Tiger Woods’ back surgery explained

Anterior lumbar interbody fusion (ALIF) allows surgeons to reach the last lumbar vertebra from the abdomen, allowing for a better fusion and preservation of normal back anatomy.

Tiger Woods’ back surgery – anterior lumbar interbody fusion (ALIF) surgery – performed just less than two years before his comeback victory in the 2019 Masters is a less invasive way to repair the lowest disc in the spine at the pelvis.
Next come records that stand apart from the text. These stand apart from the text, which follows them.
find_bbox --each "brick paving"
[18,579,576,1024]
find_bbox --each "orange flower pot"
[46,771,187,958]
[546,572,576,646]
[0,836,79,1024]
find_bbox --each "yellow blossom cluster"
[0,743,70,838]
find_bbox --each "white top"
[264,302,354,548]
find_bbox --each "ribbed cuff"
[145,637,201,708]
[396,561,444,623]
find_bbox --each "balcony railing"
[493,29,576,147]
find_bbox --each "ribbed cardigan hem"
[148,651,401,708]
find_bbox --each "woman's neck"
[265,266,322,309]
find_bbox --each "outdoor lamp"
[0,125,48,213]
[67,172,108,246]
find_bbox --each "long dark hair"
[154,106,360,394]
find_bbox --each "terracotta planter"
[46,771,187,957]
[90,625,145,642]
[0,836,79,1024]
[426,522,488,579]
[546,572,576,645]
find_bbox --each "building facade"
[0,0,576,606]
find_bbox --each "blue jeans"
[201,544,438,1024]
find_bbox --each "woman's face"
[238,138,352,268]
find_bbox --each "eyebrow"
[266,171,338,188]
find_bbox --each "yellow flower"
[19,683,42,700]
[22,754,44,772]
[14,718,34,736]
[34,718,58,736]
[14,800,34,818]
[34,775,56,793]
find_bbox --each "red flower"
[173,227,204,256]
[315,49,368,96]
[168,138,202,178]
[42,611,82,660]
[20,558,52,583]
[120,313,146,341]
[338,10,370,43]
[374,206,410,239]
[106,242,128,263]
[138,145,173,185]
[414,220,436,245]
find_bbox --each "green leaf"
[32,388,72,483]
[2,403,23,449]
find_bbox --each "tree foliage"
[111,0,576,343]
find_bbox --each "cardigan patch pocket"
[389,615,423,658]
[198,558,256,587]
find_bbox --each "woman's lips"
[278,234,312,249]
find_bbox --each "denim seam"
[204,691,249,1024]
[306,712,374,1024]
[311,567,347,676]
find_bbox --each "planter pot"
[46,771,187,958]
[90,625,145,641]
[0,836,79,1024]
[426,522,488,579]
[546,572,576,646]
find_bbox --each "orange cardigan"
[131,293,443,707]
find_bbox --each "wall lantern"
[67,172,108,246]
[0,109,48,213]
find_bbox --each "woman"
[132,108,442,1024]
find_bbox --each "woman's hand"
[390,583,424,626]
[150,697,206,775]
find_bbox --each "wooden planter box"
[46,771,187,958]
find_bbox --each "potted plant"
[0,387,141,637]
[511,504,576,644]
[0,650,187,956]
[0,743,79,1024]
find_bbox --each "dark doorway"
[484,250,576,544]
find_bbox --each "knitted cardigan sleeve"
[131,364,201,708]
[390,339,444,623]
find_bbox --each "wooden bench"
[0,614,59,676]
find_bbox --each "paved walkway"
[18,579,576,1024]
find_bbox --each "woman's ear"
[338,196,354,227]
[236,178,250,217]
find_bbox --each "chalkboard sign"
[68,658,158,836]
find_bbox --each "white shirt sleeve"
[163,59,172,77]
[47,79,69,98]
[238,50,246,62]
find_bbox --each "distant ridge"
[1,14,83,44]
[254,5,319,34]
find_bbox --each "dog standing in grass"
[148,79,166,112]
Tiger had three previous surgeries to relieve pain in the very bottom of his lumbar spine. The disc was severely narrowed, leading to pain in his back and leg. Conservative treatments with physical therapy and medications were not working.

Tiger announced in April 2017 on his website that he chose to have an ALIF performed — allowing removal of the degenerated disc from between the last lumbar vertebra (L5) to the top of the sacrum (S1) — the triangular formation of bones in the pelvis. Surgeons restored the appropriate alignment between the vertebra and the sacrum, then fused the bones together.

Because surgeons approach the joint from the abdomen, muscles and nerves in the lower back are spared. The preservation of normal lower back muscle and ligaments has many benefits — particularly in patients with an active lifestyle.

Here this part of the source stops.